Скажи мне кто-нибудь, что я поведу себя именно так, я бы посмеялся над ним, назвал идиотом, – говорил я сам себе, плотнее закутываясь в плащ; дул пронзительный ветер, неся по улицам песок, мелкие кусочки камней с развалин домов и зловония войны, их не могли притупить даже горы цветов, какими приветствовали Веллингтона. Но я все равно шел и шел. Я говорил себе: когда разбойники или заблудившиеся солдаты из какого-нибудь разбитого регимента где-то на бездорожье выволокут его из экипажа, когда Леокадии перережут горло, детям разобьют голову о ступицу колеса, а его самого располосуют от паха до горла и оставят помирать, удаляясь с набитой мошной, мне будет жаль половины наследства. Но речь шла не о наследстве. Речь шла о чем-то, чего я и сам себе не мог объяснить, а потому шел и насвистывал. И свист помогал мне идти.

Говорит Франсиско

Я всегда повторял: не карикатуристы придумали, будто жандармы страшны как Божий грех и глупы как пробка; те, что заявились к нам за полночь, крича во все горло, дубася прикладами в дверь и подняв всех на ноги (хоть мне тут особо жаловаться не приходится, разбудила меня Леокадия, расталкивая в плечо, а поскольку я не реагировал, дергая потом за ухо), будто сошли с самых пошлых карикатур, сделанных каким-то неумехой: примитивный рисунок, крикливая колористика, одним словом, провинциальный художник, к тому же под хмельком.

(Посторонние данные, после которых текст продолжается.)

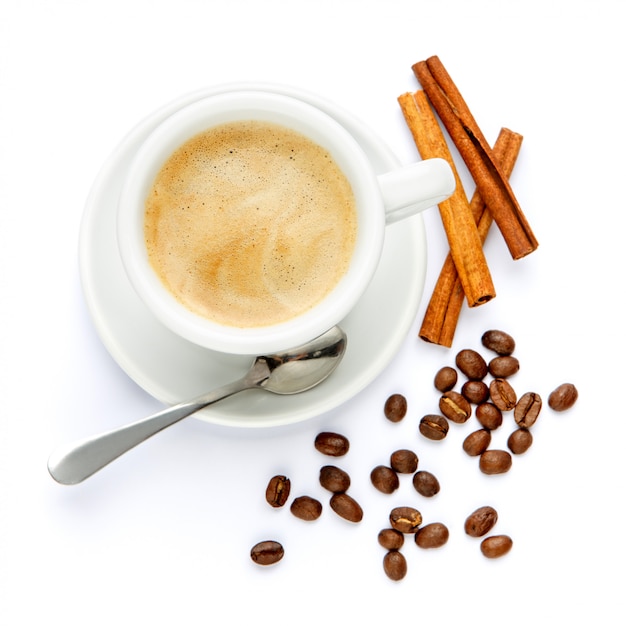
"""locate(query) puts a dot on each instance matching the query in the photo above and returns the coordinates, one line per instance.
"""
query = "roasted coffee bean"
(495, 462)
(395, 407)
(426, 484)
(445, 378)
(489, 415)
(432, 535)
(306, 508)
(405, 519)
(527, 409)
(347, 507)
(404, 461)
(394, 564)
(563, 397)
(475, 391)
(434, 427)
(496, 546)
(384, 479)
(472, 364)
(519, 441)
(455, 407)
(477, 442)
(390, 539)
(498, 341)
(481, 521)
(277, 492)
(502, 394)
(503, 366)
(267, 552)
(332, 444)
(334, 479)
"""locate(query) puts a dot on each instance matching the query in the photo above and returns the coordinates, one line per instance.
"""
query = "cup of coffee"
(251, 222)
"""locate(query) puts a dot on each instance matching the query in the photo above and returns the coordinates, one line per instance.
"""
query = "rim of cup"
(236, 106)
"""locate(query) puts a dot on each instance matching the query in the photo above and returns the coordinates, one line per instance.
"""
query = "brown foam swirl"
(250, 224)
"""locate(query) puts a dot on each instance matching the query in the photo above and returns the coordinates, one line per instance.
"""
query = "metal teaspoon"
(291, 372)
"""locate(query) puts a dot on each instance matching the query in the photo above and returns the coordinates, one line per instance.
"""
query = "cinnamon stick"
(478, 156)
(460, 227)
(443, 310)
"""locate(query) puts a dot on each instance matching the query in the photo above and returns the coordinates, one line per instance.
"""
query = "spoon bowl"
(290, 372)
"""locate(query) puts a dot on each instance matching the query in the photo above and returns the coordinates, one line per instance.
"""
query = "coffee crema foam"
(250, 224)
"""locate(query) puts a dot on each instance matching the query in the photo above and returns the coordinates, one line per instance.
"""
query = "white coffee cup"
(380, 200)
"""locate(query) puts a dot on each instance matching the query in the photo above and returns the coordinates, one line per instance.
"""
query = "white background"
(163, 535)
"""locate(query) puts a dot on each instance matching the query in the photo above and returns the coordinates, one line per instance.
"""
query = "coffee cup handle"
(413, 188)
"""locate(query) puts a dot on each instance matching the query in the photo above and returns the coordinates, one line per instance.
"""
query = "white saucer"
(172, 370)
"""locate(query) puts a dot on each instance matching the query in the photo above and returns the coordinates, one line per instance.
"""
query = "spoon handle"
(73, 463)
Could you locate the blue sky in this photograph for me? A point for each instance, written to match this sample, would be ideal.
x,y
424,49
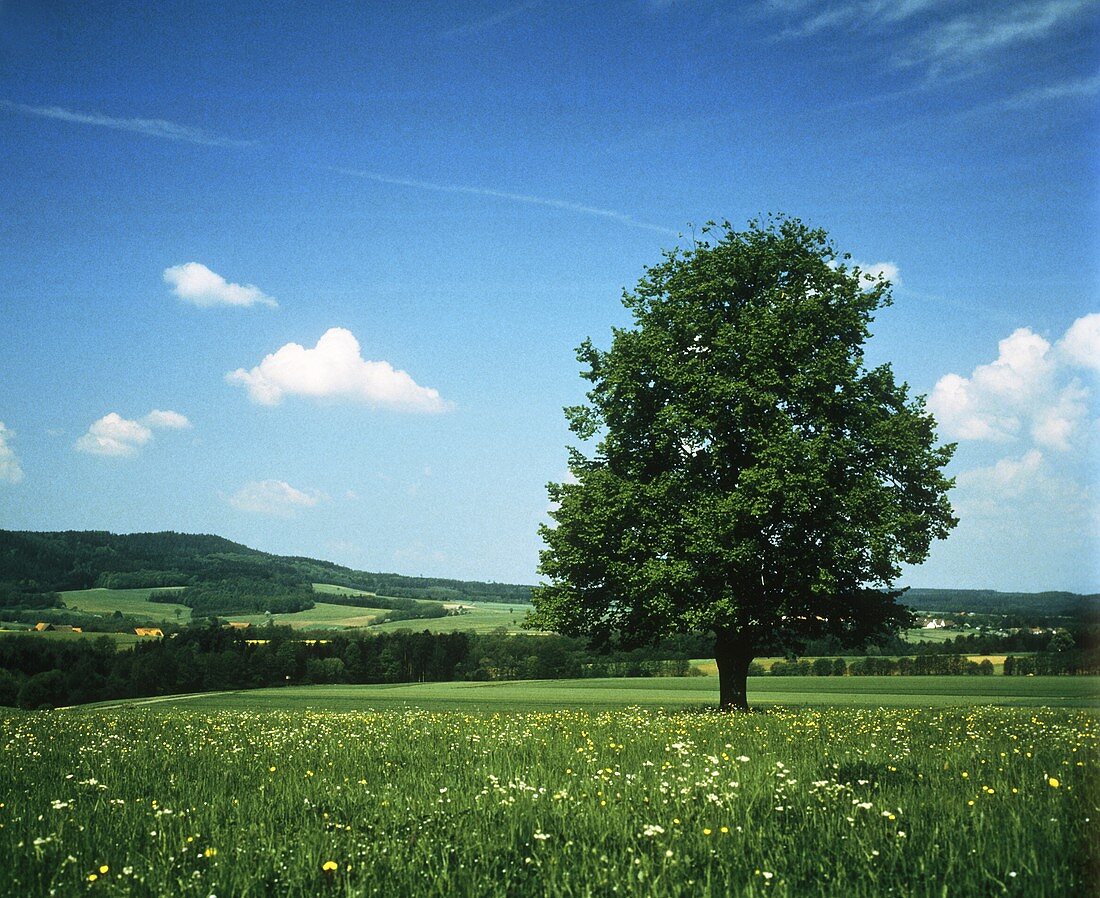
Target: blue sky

Что делать? И в самом деле, кофры собраны, готовы в путь, а разрешения покинуть город у нас нету. Кто-то донес. Но кто? Понятия не имею. Прислуга, прачка, муж Леокадии? Ищеек как собак нерезаных. В карманах у них еще позванивают мараведи, дарованные прежними всесильными за их наушничество, а они уже наперегонки спешат-торопятся доносить новой власти.